Adding to the earnings figures has been Other
Criteria, Hirst’s retail outlet, which was netting $12 million (£7.5 million) a year on brand products like prints and T-shirts. Recently
Hirst has announced his plans to build 500 eco homes in Devon – a money-spinner if it takes off – and the opening of a gallery in London
to house his own collection.
The popular obsession with wealth and fame has
ensured that Hirst’s name is ineradicably associated with something other than his art. The £50 million diamond-encrusted skull he made in
2007 tells us how wealth cannot buy immortality. The Sotheby’s sale in 2008 was a statement of the artist’s superiority over his dealers
and, being more of the same but with added bling for the new rich collectors, a work of art in itself.

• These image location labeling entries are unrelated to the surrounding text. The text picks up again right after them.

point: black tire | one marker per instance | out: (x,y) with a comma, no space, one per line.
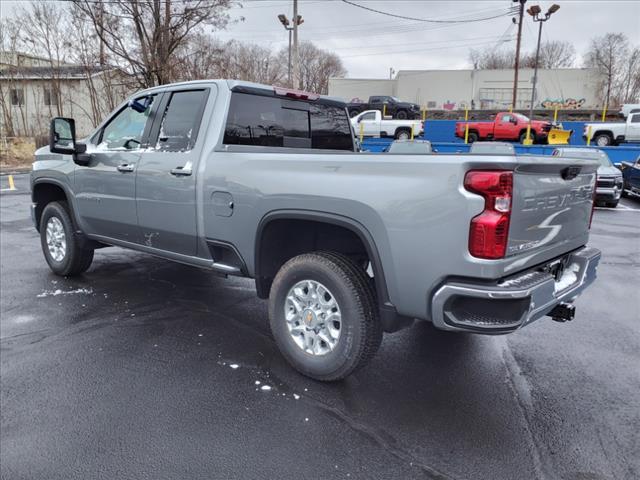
(360,328)
(523,136)
(603,139)
(76,259)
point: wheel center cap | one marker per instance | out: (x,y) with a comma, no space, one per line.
(309,318)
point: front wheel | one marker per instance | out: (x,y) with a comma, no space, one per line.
(323,315)
(60,246)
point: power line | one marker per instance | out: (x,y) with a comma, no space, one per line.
(424,19)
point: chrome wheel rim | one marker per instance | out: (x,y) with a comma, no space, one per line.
(56,239)
(313,317)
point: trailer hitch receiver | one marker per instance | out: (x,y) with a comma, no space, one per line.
(563,312)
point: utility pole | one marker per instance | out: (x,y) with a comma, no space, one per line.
(535,12)
(296,59)
(517,65)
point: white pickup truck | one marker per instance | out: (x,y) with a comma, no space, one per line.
(371,124)
(605,134)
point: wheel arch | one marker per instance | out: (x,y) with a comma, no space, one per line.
(45,191)
(316,217)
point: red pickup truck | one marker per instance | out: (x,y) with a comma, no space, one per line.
(506,126)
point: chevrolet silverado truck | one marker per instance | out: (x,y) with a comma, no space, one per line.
(609,183)
(613,133)
(390,105)
(506,126)
(631,177)
(266,183)
(371,124)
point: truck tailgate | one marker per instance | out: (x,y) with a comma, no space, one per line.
(552,202)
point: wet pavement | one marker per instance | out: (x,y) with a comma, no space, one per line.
(146,369)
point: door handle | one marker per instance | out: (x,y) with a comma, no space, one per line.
(180,172)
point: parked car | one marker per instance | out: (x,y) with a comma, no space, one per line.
(262,182)
(505,126)
(609,185)
(631,177)
(496,148)
(373,125)
(418,147)
(628,108)
(390,105)
(613,133)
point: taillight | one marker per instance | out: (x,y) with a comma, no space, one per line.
(489,231)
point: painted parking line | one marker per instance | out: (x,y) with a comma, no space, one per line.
(12,185)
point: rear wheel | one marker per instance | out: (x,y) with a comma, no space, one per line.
(60,246)
(323,315)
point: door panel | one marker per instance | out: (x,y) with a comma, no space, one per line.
(166,179)
(105,188)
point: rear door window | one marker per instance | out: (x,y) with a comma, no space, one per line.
(275,122)
(181,121)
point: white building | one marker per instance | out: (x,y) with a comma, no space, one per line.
(34,89)
(567,88)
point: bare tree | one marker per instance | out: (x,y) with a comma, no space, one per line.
(553,54)
(608,54)
(143,35)
(316,67)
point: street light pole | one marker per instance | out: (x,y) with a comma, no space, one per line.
(534,11)
(297,20)
(514,98)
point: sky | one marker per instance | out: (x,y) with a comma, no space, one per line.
(370,43)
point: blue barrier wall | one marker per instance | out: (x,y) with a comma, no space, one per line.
(623,153)
(444,131)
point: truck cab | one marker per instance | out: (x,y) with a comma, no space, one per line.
(606,134)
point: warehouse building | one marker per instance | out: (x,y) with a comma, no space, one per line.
(565,88)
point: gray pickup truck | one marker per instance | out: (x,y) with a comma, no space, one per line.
(258,181)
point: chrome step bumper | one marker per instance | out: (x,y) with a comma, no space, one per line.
(515,301)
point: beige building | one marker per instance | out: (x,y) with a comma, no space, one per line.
(567,88)
(34,89)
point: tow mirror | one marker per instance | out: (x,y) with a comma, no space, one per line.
(138,106)
(62,139)
(62,135)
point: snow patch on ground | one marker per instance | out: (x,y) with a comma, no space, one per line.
(55,293)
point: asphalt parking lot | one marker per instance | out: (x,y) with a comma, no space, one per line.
(145,369)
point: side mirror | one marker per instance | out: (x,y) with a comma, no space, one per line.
(62,136)
(139,107)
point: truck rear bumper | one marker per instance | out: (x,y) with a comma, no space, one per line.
(516,301)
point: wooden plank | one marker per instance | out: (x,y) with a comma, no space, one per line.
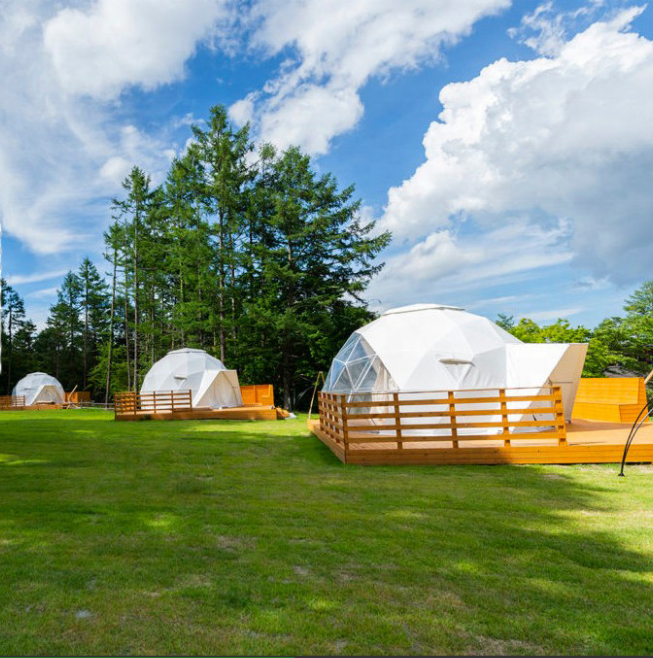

Both of these are featured in the Tate show
– the skull in the Turbine Hall, and an installation from the Sotheby’s sale upstairs to support the “whole work of art” idea.
But if they are about money, neither is quite complete.
The skull has never been sold properly, so
doesn’t have a real value – only the price attached to it. And the effects of the Sotheby’s sale are still being played out, as
works that were bought there (perhaps with the extended credit terms that were offered) resurface on the market, selling for half or two-thirds of the
price they sold for initially.
This fits well with Hirst’s intentions to
reverse the normal pattern of accruing value – to buy the new work from the artist or his dealer for, say, £1,000, wait for the value to
go up, and then resell for £10,000 – excluding the artist from any profit.
Hirst objected to that process, saying he
believed artists should make their work more expensive at the first point of sale. “The first time you sell something is when it should cost the
most,” he said. It means treating a work of art like a new car or a piece of furniture, but it is the way an artist, who does not profit from
auction resales, can make the most money.
If this is what happened at the Sotheby’s
sale, with Hirst pocketing the lion’s share, it has been the buyers who have suffered a loss at the point of resale, not Hirst. Nor has Hirst
been perturbed by the downturn in his auction prices. “What goes up must come down,” he says. “It’s like when John Lennon went
to get his long hair cut and was asked why. 'What else can you do after you’ve grown it long?’ he answered.”
The Sotheby’s sale itself did little damage
to his gallery relationships. He is now one of many successful artists (Jeff Koons, Takashi Murakami, and Anish Kapoor) who have become less dependent
on their galleries and more reliant on business managers and have transformed themselves into self-contained corporations.
He has also demonstrated how little attention the
market pays to the art critics. The exhibition of his own figurative paintings at the Wallace Collection and White Cube was slaughtered by the
critics, yet collectors paid millions for them.
Hirst once admitted his ambitions, saying:
“It’s been hard to see the art for the dollar signs.” A similar difficulty has faced the viewer, if not the investor. Whether he has
been making art for money or about money, there is always the suspicion that he is fulfilling that early wish when he said: “I can’t wait
to get into a position of making really bad art and get away with it.”